Tratto dal romanzo di Ken Kesey del 1962, che fu scritto dall’autore dopo aver lavorato come volontario in un ospedale psichiatrico californiano. Attraverso gli occhi di uno sfacciato delinquente che si finge matto per sfuggire alla galera, Randle McMurphy, vengono raccontate la vita dei pazienti psichiatrici nei manicomi americani ed il trattamento coercitivo loro riservato. Oggi la drammaturgia di Wasserman torna in scena, rielaborata dallo scrittore Maurizio de Giovanni, che l’ha avvicinata a noi cronologicamente e geograficamente, senza stravolgere minimamente la potenza del testo originale. McMurphy diventa Dario Danise e la sua storia e dei suoi compagni è traslata nel 1982 nell’ Ospedale psichiatrico di Aversa.
L’allestimento di Alessandro Gassmann risulta personalissimo, elegante, contemporane e ne scaturisce uno spettacolo appassionato, divertente e commovente allo stesso tempo, con una fortissima carica emotiva che lo caratterizza dalla prima all’ultima scena.

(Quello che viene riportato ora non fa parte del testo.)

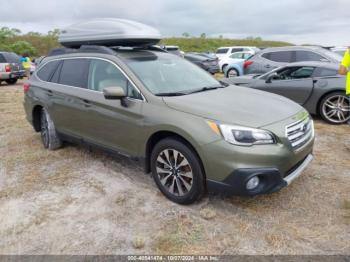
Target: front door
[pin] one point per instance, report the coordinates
(114, 124)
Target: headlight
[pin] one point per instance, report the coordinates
(244, 136)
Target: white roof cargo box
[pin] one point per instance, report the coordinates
(109, 32)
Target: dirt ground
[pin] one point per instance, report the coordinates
(73, 201)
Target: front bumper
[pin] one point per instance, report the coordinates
(271, 180)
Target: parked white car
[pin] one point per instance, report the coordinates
(339, 50)
(226, 51)
(234, 58)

La ribellione, la spavalderia, la sfacciataggine di Dario Danise, allergico ad ogni regola, porterà scompiglio e disordine nell’Ospedale, ma la sua carica di umanità contagerà gli altri pazienti e cercherà di risvegliare in loro il diritto ad esprimere liberamente le loro emozioni ed i loro desideri. Il ribelle anticonformista comprende subito la condizione di vita dei suoi compagni, vulnerabili e remissivi. Diverrà, così, il loro paladino di una una battaglia nei confronti di un sistema repressivo, ingiusto, dannoso e crudele. La stessa vita di Denise affronterà un percorso interiore che pur concludendosi drammaticamente, offrirà agli altri pazienti la possibilità di individuare quel qualcosa che continua ad essere loro negato e cioè il controllo della propria vita e la speranza di essere liberi.
Il testo risulta essere un grido di denuncia che scuote le coscienze e che non può non far riflettere sui metodi di costrizione imposti ad uomini da altri uomini, sui meccanismi repressivi della società e dell’ineluttabile rapporto tra individuo e Potere costituito.
L’allestimento di Gassmann si avvale anche di videografie che gli permettono di tradurre in immagini i sogni e le allucinazioni dei cosiddetti “diversi”.
Prodotto dal Teatro Bellini di Napoli, lo spettacolo si avvale dell’interpretazione, tra gli altri di Daniele Russo ed Elisabetta Valgoi e le musiche di Pivio e Aldo Descalzi, legati a Gassmann da anni di collaborazione ed una profonda osmosi collaborativa ed umana.
Lo spettacolo, in scena al Teatro Coccia sabato 29 ottobre alle 21 e domenica 30 alle 16, per la rassegna Prosa, non potrà che indurre il pubblico a riflettere, in particolare i giovani che forse poco conoscono il testo di Kesey e la realtà drammatica degli ex ospedali psichiatrici.